Saville's commercial success is remarkable, with her paintings commanding millions—a rarity for living artists. Yet she remains grounded, viewing the studio as a sanctuary from market pressures. "I find a studio is the purest space for me, and I leave all of that at the door," she said. "So, when I come in here, I just don't think like that. You know, this painting isn't gonna get better because it's gonna be worth more money."

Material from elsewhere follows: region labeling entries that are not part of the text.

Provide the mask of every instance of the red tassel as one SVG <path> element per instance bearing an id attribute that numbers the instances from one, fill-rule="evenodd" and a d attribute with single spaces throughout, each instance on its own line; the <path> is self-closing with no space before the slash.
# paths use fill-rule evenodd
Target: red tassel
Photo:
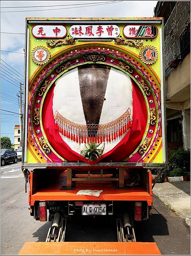
<path id="1" fill-rule="evenodd" d="M 119 131 L 118 131 L 118 136 L 119 137 L 121 136 L 121 133 L 120 132 L 120 129 L 119 130 Z"/>

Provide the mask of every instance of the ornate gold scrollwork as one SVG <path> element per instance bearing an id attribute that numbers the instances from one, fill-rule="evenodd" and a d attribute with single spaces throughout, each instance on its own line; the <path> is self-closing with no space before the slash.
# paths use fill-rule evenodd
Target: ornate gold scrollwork
<path id="1" fill-rule="evenodd" d="M 143 41 L 133 40 L 133 39 L 125 39 L 121 37 L 117 37 L 115 38 L 115 44 L 128 45 L 131 47 L 135 47 L 137 48 L 140 48 L 143 45 Z"/>
<path id="2" fill-rule="evenodd" d="M 51 150 L 44 139 L 44 138 L 43 137 L 39 137 L 39 143 L 45 153 L 47 154 L 51 153 Z"/>
<path id="3" fill-rule="evenodd" d="M 68 67 L 70 67 L 71 66 L 72 66 L 72 63 L 71 61 L 66 62 L 66 63 L 60 65 L 60 67 L 57 68 L 56 72 L 58 73 L 60 73 L 60 72 L 65 70 L 67 68 L 68 68 Z"/>
<path id="4" fill-rule="evenodd" d="M 50 83 L 50 81 L 46 80 L 44 84 L 43 85 L 43 86 L 41 87 L 38 92 L 38 95 L 39 96 L 43 96 L 45 92 L 45 91 L 47 88 Z"/>
<path id="5" fill-rule="evenodd" d="M 124 69 L 125 70 L 125 71 L 127 71 L 130 74 L 132 74 L 132 73 L 133 73 L 133 70 L 130 68 L 129 66 L 128 66 L 128 65 L 125 65 L 125 64 L 124 64 L 124 63 L 123 63 L 123 62 L 122 62 L 122 61 L 119 61 L 119 63 L 118 64 L 117 66 L 121 68 Z"/>
<path id="6" fill-rule="evenodd" d="M 73 37 L 69 38 L 69 36 L 68 36 L 68 38 L 65 39 L 57 39 L 55 41 L 51 39 L 50 41 L 46 42 L 46 45 L 49 48 L 53 48 L 62 46 L 62 45 L 74 44 L 76 42 L 75 38 Z"/>
<path id="7" fill-rule="evenodd" d="M 39 116 L 40 115 L 40 108 L 34 108 L 34 115 L 33 122 L 35 125 L 38 125 L 40 123 Z"/>
<path id="8" fill-rule="evenodd" d="M 105 58 L 103 55 L 100 54 L 87 54 L 83 56 L 85 61 L 105 61 Z"/>
<path id="9" fill-rule="evenodd" d="M 151 94 L 151 90 L 149 90 L 148 87 L 145 84 L 144 80 L 143 79 L 140 81 L 139 84 L 143 89 L 146 95 L 150 96 Z"/>
<path id="10" fill-rule="evenodd" d="M 149 143 L 151 140 L 151 138 L 148 138 L 147 137 L 145 140 L 143 141 L 143 144 L 141 146 L 141 148 L 139 151 L 139 153 L 140 154 L 143 154 L 146 150 L 147 149 L 147 148 L 149 144 Z"/>
<path id="11" fill-rule="evenodd" d="M 157 122 L 157 118 L 156 117 L 156 109 L 154 107 L 150 109 L 150 114 L 151 115 L 151 122 L 150 123 L 151 125 L 155 125 Z"/>

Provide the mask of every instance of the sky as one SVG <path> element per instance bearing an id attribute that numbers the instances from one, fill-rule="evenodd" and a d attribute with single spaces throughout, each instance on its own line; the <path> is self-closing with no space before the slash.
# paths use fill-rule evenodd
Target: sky
<path id="1" fill-rule="evenodd" d="M 20 82 L 23 83 L 25 35 L 2 32 L 24 33 L 26 17 L 152 17 L 154 9 L 157 1 L 87 0 L 1 1 L 0 2 L 1 109 L 19 113 L 17 94 L 19 91 Z M 84 3 L 88 4 L 79 5 Z M 55 6 L 61 5 L 63 6 Z M 92 5 L 94 6 L 88 6 Z M 42 6 L 53 7 L 29 7 Z M 17 8 L 19 6 L 22 7 Z M 3 8 L 8 7 L 14 8 Z M 45 9 L 53 9 L 44 10 Z M 34 10 L 36 11 L 31 11 Z M 19 125 L 19 115 L 1 111 L 1 136 L 9 137 L 13 143 L 15 125 Z"/>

On the absurdity of art's high prices, Saville offered a balanced view. Laughing at the notion of spending millions on a painting herself, she remarked: "I've never thought about that! Of course it's absurd. A painting can be the price of a house that a family can live in, and when you look at it like that you think, this is absurd." However, she acknowledged the historical benefits: "And on the other flip side of that, if you look through the history of art, art tended to get very good in moments where there have been financial support of artists and art, whether that's the Renaissance, through the papacy or commissions. And we are living through one of those times where we value art financially and culturally. Whether you can take those two things apart, I just don't know."

Despite the glamour, Saville expresses profound gratitude for her path. "Oh my gosh. Absolutely!" she exclaimed when asked if she feels lucky. "You know, I've lived my life doing the activity that I loved when I was a kid. It's really who I am. I think you can ask any painter or sculptor or filmmaker or anybody creative, a dancer, a musician, it's a good way to live." Her words underscore a career built on passion rather than calculation.

As Saville's Venice show unfolds, it invites reflection on the body's enduring role in art. From her Oxford studio to international galleries, her work continues to challenge perceptions, blending the personal with the profound. With auctions still valuing her pieces in the multimillions and retrospectives solidifying her legacy, Saville's influence shows no signs of waning. Future exhibitions, potentially touring Europe and beyond, promise to expand her dialogue on humanity's unspoken depths.

The art world, ever evolving, benefits from voices like Saville's, who bridge classical techniques with contemporary concerns. Her journey—from a young artist in Saatchi's orbit to a Venice headliner—illustrates the power of persistent vision in a market-driven landscape.